Marcos M. Raimundo — Instituto de Computação, UNICAMP

Aula Exercícios

NotaTeste 1 — O Vocabulário e a Natureza dos Padrões de Projeto
  • □ Uma equipe que copia o código-fonte de um projeto anterior para reaproveitar uma solução de design, sem adaptar as classes ao novo domínio, está aplicando corretamente um Padrão de Projeto no sentido em que o GoF definiu o termo.
  • □ Se um engenheiro descrever uma solução dizendo apenas “implemente um Observer aqui” para um colega que também domina o vocabulário GoF, essa frase provavelmente transmite mais informação estrutural precisa do que uma explicação equivalente sem o nome do padrão.
  • □ Um sistema construído inteiramente com funções globais e variáveis compartilhadas, sem nenhuma classe ou encapsulamento, se beneficiaria da mesma forma ao aplicar a estrutura de um padrão GoF que um sistema já orientado a objetos se beneficiaria.
  • □ Um algoritmo de ordenação otimizado para grandes volumes de dados, por mais sofisticado e reutilizável que seja, não se qualifica como um Padrão de Projeto no sentido do catálogo GoF, ainda que resolva um problema recorrente.
Dica(Resposta) Teste 1 — O Vocabulário e a Natureza dos Padrões de Projeto
  • ✗ Falso — Um Padrão de Projeto é um gabarito conceitual — a topologia de classes, responsabilidades e mensagens —, não um trecho de código para copiar e colar. Reaproveitar código-fonte literal de outro projeto, sem adaptar as classes ao novo domínio, é exatamente o antipadrão de confundir “padrão” com “biblioteca pronta”.
  • ✔ Verdadeiro — É exatamente o argumento da “linguagem ubíqua”: entre dois engenheiros que compartilham o vocabulário, uma única palavra (“Observer”, “Strategy”) condensa toda uma topologia de classes, responsabilidades e protocolo de comunicação que, sem o nome, exigiria um parágrafo inteiro de explicação — e ainda assim correria risco de ambiguidade.
  • ✗ Falso — Padrões de Projeto pressupõem que encapsulamento e troca de mensagens já estejam estabelecidos — eles não curam código procedural. Aplicar a estrutura de classes de um padrão sobre um sistema de variáveis globais e funções soltas apenas mascara o problema de fundo (a ausência de encapsulamento), sem resolvê-lo, ao contrário do que aconteceria num sistema já orientado a objetos.

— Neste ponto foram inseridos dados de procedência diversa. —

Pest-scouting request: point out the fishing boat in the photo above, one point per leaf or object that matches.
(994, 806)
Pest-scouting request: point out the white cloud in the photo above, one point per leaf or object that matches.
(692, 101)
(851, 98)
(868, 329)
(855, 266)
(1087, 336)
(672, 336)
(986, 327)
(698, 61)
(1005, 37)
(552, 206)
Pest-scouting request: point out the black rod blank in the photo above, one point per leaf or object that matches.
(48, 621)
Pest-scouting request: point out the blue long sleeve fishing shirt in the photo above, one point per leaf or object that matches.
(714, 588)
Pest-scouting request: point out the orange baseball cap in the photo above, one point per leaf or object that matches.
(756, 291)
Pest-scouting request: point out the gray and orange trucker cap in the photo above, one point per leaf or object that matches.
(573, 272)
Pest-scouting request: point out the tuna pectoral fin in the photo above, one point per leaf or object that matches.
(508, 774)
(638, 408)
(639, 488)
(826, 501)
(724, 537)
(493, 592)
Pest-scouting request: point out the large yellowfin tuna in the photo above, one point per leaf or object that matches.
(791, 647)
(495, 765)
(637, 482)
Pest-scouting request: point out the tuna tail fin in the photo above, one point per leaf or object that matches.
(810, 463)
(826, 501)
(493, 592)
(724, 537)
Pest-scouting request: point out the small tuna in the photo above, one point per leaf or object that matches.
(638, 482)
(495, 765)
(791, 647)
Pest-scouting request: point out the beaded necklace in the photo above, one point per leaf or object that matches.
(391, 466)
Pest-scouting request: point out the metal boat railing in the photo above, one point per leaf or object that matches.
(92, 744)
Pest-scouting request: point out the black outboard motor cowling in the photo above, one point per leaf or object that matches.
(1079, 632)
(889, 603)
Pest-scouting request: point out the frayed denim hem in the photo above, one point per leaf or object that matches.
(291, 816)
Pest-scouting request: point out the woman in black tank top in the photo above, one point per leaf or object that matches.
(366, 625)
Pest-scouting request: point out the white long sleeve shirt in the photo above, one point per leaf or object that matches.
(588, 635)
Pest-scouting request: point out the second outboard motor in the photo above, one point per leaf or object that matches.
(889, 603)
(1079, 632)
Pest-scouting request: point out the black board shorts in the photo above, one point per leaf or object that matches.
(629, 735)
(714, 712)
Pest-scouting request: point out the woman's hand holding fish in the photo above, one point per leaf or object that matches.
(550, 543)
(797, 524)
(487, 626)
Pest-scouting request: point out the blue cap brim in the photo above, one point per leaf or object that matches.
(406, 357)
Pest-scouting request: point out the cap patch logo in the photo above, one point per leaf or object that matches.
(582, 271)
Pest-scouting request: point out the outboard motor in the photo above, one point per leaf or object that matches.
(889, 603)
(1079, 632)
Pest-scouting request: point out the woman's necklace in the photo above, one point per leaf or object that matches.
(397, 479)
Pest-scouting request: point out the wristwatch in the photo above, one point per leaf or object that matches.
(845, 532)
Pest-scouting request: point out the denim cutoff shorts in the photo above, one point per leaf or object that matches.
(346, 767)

  • ✔ Verdadeiro — Padrões de Projeto resolvem problemas de acoplamento e coesão entre classes/objetos, não problemas algorítmicos de ordenação, criptografia ou busca — mesmo que ambos sejam soluções recorrentes e reutilizáveis, a natureza do problema resolvido é categoricamente diferente.
NotaTeste 2 — As Três Famílias de Padrões
  • □ Um padrão cujo objetivo é permitir que um objeto adicione responsabilidades novas dinamicamente, sem alterar sua classe original nem depender de herança estática, se encaixa melhor na família Estrutural do que na família de Criação.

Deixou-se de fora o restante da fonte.